Лариса. И очень хорошо - хотел ведь выздороветь.

Дядька Леонид. Так почему же я ваяю не голую бабу, а героя? А что толку быть героем? Я вчера слышал, как вы на кухне разворачивали конфеты и ели потихоньку, даже мне не предложили.

Лариса. Мы сейчас не можем каждый день конфеты! А наверное, это лук так шуршит, я его чистила.

Виктор. Все-все, молчу, ты герой! Награждаю тебя "Россией". (Вручает ему шоколадку.)

Дядька Леонид. Наконец-то! (Неловкими руками разворачивает звенящую фольгу - зритель, может быть, слышит ее ломкий серебристый звон. Ларису это раздражает, она закуривает, но тут же тушит сигарету и начинает собирать разбросанные игрушки в сетчатую корзину.) Симфония звуков! (Ест.) Симфония вкусов! Как электрофорезом все внутри прогрело! Я весь погрузился во вкус. Так только в детстве! (Звенит фольгой.) И эти колокольчиковые звеньки - тоже из детства. Мы там обменивались разноцветной фольгой...

Виктор. И в доме инвалидов - вы там тоже будете обмениваться. А какой шоколад - ты же говорил, что в семь лет уже курил?

Дядька Леонид. Какие вы... безжалостные! У человека не только сосуды лопают. У человека душа может лопнуть...

Виктор. Какое холодное лето!

Дядька Леонид. Это нам сверху... Огорчили Боженьку, суки!

Виктор. Не говори так! У меня и так сердце надтреснуто.

Дядька Леонид. Надтреснуто? А мое сердце вообще смято... железными пальцами жизни.

Виктор. Я упал, как Икар, и никто не заметил! (Тянется за водкой на верхнюю полку "стенки".)

Дядька Леонид.
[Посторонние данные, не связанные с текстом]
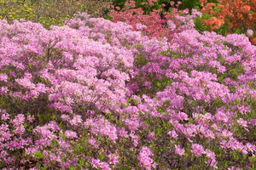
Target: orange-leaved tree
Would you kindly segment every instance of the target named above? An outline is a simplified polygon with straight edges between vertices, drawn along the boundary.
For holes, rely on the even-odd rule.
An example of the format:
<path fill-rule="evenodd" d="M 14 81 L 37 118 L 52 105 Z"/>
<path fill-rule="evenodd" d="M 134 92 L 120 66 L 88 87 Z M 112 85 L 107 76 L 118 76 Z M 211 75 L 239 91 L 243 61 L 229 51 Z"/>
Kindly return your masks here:
<path fill-rule="evenodd" d="M 212 31 L 225 26 L 229 32 L 246 33 L 248 29 L 256 31 L 256 0 L 217 0 L 217 3 L 207 0 L 200 0 L 201 12 L 208 14 L 211 18 L 203 20 Z M 255 34 L 249 35 L 250 40 L 256 44 Z"/>

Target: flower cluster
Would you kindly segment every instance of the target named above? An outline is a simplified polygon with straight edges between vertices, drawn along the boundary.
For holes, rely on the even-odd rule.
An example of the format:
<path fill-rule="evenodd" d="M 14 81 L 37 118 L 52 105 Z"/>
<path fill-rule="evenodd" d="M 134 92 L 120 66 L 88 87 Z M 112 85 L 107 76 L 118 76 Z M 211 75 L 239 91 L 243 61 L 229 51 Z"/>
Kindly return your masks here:
<path fill-rule="evenodd" d="M 0 20 L 0 167 L 252 168 L 256 47 L 191 17 L 172 41 L 86 14 Z"/>

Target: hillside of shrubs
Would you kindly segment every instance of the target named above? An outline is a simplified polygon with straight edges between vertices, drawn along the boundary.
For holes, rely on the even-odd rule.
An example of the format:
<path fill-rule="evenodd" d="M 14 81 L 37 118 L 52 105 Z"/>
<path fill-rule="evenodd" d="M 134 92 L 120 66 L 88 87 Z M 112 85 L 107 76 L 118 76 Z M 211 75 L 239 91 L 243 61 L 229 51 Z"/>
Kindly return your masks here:
<path fill-rule="evenodd" d="M 255 0 L 0 0 L 0 169 L 256 169 Z"/>

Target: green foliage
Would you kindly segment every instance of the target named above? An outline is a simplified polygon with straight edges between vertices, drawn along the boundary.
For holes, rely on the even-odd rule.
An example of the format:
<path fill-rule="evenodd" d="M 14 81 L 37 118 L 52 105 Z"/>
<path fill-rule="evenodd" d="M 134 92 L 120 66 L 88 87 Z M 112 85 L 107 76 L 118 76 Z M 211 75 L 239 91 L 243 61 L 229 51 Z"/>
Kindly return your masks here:
<path fill-rule="evenodd" d="M 49 28 L 53 25 L 63 26 L 77 12 L 104 17 L 110 3 L 111 0 L 0 0 L 0 19 L 8 21 L 25 19 Z"/>

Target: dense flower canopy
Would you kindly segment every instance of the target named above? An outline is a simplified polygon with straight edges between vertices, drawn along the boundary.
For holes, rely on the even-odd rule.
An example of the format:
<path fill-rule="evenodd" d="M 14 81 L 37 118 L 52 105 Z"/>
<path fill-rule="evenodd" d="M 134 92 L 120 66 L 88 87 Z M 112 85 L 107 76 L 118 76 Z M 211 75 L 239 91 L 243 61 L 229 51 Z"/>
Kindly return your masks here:
<path fill-rule="evenodd" d="M 172 41 L 86 14 L 0 20 L 0 167 L 252 167 L 256 47 L 177 17 Z"/>

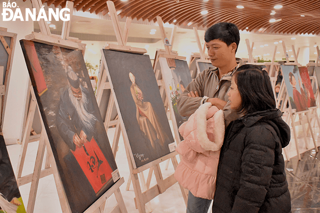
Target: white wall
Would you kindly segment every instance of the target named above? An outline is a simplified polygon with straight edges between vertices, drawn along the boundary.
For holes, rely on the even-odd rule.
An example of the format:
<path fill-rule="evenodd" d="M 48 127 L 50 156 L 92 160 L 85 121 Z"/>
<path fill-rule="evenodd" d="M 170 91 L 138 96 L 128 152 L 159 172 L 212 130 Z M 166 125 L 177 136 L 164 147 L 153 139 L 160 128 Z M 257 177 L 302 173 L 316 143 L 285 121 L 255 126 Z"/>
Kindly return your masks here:
<path fill-rule="evenodd" d="M 3 0 L 0 0 L 2 8 Z M 8 1 L 6 1 L 7 2 Z M 22 0 L 15 1 L 20 8 L 22 15 L 25 17 L 24 8 L 32 7 L 31 1 L 23 2 Z M 14 11 L 15 10 L 14 9 Z M 9 82 L 8 98 L 3 122 L 3 137 L 6 144 L 16 143 L 17 140 L 21 140 L 23 120 L 28 83 L 30 77 L 27 69 L 19 41 L 30 34 L 33 30 L 33 23 L 31 21 L 3 21 L 2 16 L 0 27 L 8 29 L 8 31 L 17 33 L 13 58 L 12 69 Z"/>

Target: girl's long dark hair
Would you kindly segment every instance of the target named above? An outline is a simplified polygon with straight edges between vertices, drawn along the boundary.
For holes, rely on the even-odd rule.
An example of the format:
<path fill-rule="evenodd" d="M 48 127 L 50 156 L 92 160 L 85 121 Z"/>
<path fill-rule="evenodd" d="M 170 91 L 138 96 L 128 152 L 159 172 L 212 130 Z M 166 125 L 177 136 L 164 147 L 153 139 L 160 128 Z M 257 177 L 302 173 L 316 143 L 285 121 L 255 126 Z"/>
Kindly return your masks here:
<path fill-rule="evenodd" d="M 273 91 L 267 71 L 261 66 L 244 64 L 233 75 L 242 101 L 236 109 L 250 114 L 275 108 Z"/>

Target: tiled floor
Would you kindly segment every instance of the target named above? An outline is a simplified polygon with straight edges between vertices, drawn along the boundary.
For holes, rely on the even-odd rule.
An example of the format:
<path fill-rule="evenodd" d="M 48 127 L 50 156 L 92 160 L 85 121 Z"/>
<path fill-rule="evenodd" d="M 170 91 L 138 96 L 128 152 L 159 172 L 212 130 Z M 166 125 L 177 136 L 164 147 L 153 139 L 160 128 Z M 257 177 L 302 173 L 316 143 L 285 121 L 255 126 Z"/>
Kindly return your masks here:
<path fill-rule="evenodd" d="M 307 136 L 308 149 L 305 148 L 302 128 L 297 127 L 298 141 L 301 154 L 302 160 L 298 160 L 294 139 L 291 131 L 291 140 L 286 151 L 290 161 L 286 162 L 286 167 L 289 189 L 291 196 L 293 213 L 320 213 L 320 153 L 316 152 L 310 134 Z M 109 140 L 112 141 L 114 129 L 110 129 L 108 132 Z M 320 137 L 319 129 L 314 129 L 318 146 L 320 146 Z M 25 163 L 23 175 L 31 173 L 33 171 L 38 142 L 29 144 L 27 151 L 28 158 Z M 14 145 L 7 147 L 9 155 L 13 164 L 14 169 L 17 166 L 20 145 Z M 125 183 L 121 187 L 126 207 L 128 213 L 138 213 L 135 209 L 133 198 L 134 192 L 132 184 L 129 191 L 126 191 L 127 181 L 129 177 L 129 168 L 127 158 L 125 157 L 124 145 L 122 138 L 120 138 L 119 146 L 116 161 L 120 175 L 125 178 Z M 168 170 L 164 168 L 166 162 L 160 165 L 164 178 L 174 172 L 172 164 L 170 162 Z M 148 170 L 145 171 L 146 179 Z M 155 183 L 155 178 L 153 178 L 151 185 Z M 30 183 L 20 187 L 20 191 L 23 201 L 27 206 Z M 115 203 L 114 196 L 107 201 L 105 212 L 110 212 Z M 184 213 L 186 206 L 181 195 L 180 188 L 176 183 L 167 190 L 163 194 L 152 200 L 146 206 L 147 210 L 155 213 Z M 34 213 L 59 213 L 62 212 L 59 198 L 55 187 L 53 175 L 40 179 L 35 203 Z"/>

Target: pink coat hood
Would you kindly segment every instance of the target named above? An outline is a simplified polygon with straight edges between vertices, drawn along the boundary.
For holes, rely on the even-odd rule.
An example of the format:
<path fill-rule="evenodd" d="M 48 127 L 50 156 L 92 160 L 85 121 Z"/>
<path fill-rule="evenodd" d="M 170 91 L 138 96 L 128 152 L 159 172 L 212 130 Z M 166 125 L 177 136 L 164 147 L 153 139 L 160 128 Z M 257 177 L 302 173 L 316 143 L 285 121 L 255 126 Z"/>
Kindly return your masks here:
<path fill-rule="evenodd" d="M 224 137 L 223 111 L 206 103 L 180 126 L 179 132 L 184 140 L 176 149 L 182 157 L 175 177 L 194 196 L 213 199 Z"/>

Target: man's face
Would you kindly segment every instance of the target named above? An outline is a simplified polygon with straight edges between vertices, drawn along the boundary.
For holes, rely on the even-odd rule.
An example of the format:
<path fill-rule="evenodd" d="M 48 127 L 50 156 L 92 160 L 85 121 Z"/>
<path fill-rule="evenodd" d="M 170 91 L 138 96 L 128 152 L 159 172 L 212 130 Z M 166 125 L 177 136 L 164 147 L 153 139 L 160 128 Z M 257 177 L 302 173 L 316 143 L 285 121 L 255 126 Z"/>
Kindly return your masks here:
<path fill-rule="evenodd" d="M 78 101 L 81 100 L 82 97 L 82 93 L 81 92 L 81 89 L 80 87 L 78 89 L 75 89 L 71 87 L 71 91 L 73 96 L 77 98 L 77 100 Z"/>
<path fill-rule="evenodd" d="M 224 42 L 214 39 L 206 43 L 211 63 L 216 67 L 228 66 L 235 56 L 237 45 L 233 43 L 227 46 Z"/>

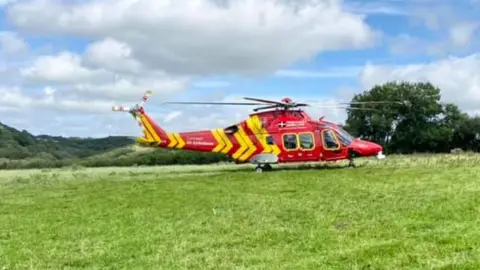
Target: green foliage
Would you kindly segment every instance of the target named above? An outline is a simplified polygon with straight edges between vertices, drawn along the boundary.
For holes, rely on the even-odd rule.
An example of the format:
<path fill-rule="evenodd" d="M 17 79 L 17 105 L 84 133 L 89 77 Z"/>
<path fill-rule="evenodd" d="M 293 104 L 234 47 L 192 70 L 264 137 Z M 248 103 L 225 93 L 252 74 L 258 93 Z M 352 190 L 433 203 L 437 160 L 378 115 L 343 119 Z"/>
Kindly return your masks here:
<path fill-rule="evenodd" d="M 64 138 L 33 136 L 0 124 L 0 169 L 209 164 L 229 159 L 221 154 L 144 149 L 129 137 Z"/>
<path fill-rule="evenodd" d="M 392 103 L 377 106 L 376 111 L 350 110 L 346 129 L 382 144 L 390 153 L 477 151 L 478 119 L 469 118 L 455 104 L 442 104 L 440 98 L 440 89 L 431 83 L 376 85 L 352 102 Z"/>

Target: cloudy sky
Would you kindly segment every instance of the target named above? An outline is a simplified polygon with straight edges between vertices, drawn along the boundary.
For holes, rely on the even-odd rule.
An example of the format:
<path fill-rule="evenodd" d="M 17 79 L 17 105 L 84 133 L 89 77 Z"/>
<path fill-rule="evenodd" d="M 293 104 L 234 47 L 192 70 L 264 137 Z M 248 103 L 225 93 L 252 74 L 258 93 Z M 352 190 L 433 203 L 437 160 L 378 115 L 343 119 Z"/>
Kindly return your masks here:
<path fill-rule="evenodd" d="M 479 0 L 0 0 L 0 122 L 34 134 L 139 135 L 113 104 L 171 131 L 249 108 L 159 106 L 244 96 L 348 101 L 429 80 L 480 112 Z M 316 109 L 342 122 L 342 110 Z"/>

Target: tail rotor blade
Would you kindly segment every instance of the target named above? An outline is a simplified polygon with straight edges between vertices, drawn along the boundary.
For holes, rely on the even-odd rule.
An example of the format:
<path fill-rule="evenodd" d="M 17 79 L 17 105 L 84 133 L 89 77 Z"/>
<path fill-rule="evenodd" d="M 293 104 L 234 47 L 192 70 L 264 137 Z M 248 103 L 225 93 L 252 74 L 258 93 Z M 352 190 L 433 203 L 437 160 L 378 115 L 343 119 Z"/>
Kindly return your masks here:
<path fill-rule="evenodd" d="M 151 95 L 152 95 L 152 91 L 151 91 L 151 90 L 146 91 L 145 94 L 144 94 L 143 97 L 142 97 L 142 100 L 141 100 L 140 103 L 138 104 L 138 106 L 139 106 L 140 108 L 142 108 L 142 107 L 145 105 L 145 103 L 147 103 L 147 100 L 150 98 Z"/>
<path fill-rule="evenodd" d="M 130 111 L 130 107 L 126 107 L 126 106 L 123 106 L 123 105 L 112 106 L 112 111 L 114 111 L 114 112 L 128 112 L 128 111 Z"/>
Вперед и выше! Через тернии к звездам!

Лариса. Ты хочешь окончательным импотентом стать?

Виктор. О русская земля! Доколе ты будешь рожать таких ненасытных жен! (Быстро наливает себе, дядьке Леониду. Выпивают.) Хариусом бы сейчас закусить! Помню, последний раз выпивали с Зеркальцевым, ну, не такую уж водку, конечно.